With each peal the bulb's light was becoming more revelatory. By it, he saw the east wall flayed; saw the brick momentarily lose solidity and blow away; saw, in that same instant, the place beyond the room
from which the bell's din was issuing. A world of birds was it? Vast black birds caught in perpetual tempest? That was all the sense be could make of the province from which-even now-the hierophants were coming-that it was in confusion, and full of brittle, broken things that rose and fell and filled the dark air with their fright.
And then the wall was solid again, and the bell fell silent. The bulb flickered out. This time it went without a hope of rekindling.
He stood in the darkness, and said nothing. Even if he could remember the words of welcome he'd prepared, his tongue would not have spoken them. It was playing dead in his mouth.
And then, light.
It came from them: from the quartet of Cenobites who now, with the wall sealed behind them, occupied the room. A fitful phosphorescence, like the glow of deep-sea fishes: blue, cold, charmless. It struck Frank that he had never once wondered what they would look like. His imagination, though fertile when it came to trickery and theft, was impoverished in other regards. The skill to picture these eminences was beyond him, so he had not even tried.

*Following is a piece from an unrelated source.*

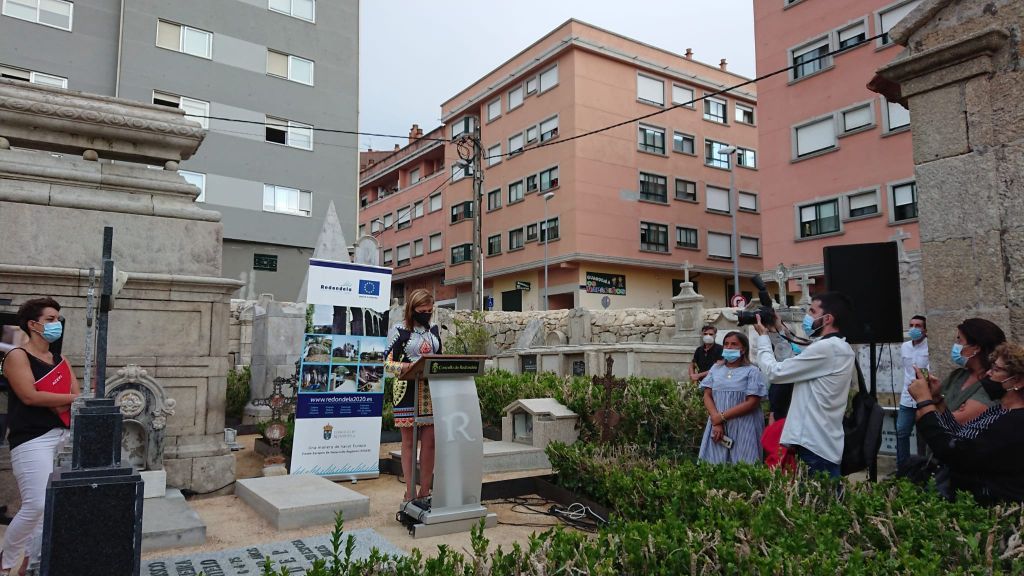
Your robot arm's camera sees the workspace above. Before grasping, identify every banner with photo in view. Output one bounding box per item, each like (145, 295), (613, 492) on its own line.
(291, 259), (391, 479)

Why then was he so distressed to set eyes upon them? Was it the scars that covered every inch of their bodies, the flesh cosmetically punctured and sliced and infibulated, then dusted down with ash? Was it the smell of vanilla they brought with them, the sweetness of which did little to disguise the stench beneath? Or was it that as the light grew, and he scanned them more closely, he saw nothing of joy, or even humanity, in their maimed faces: only desperation, and an appetite that made his bowels ache to be voided.
"What city is this?" one of the four enquired. Frank had difficulty guessing the speaker's gender with any
certainty. Its clothes, some of which were sewn to and through its skin, hid its private parts, and there was nothing in the dregs of its voice, or in its willfully disfigured features that offered the least clue. When it spoke, the hooks that transfixed the flaps of its eyes and were wed, by an intricate system of chains passed through flesh and bone alike, to similar hooks through the lower lip, were teased by the motion, exposing the glistening meat beneath.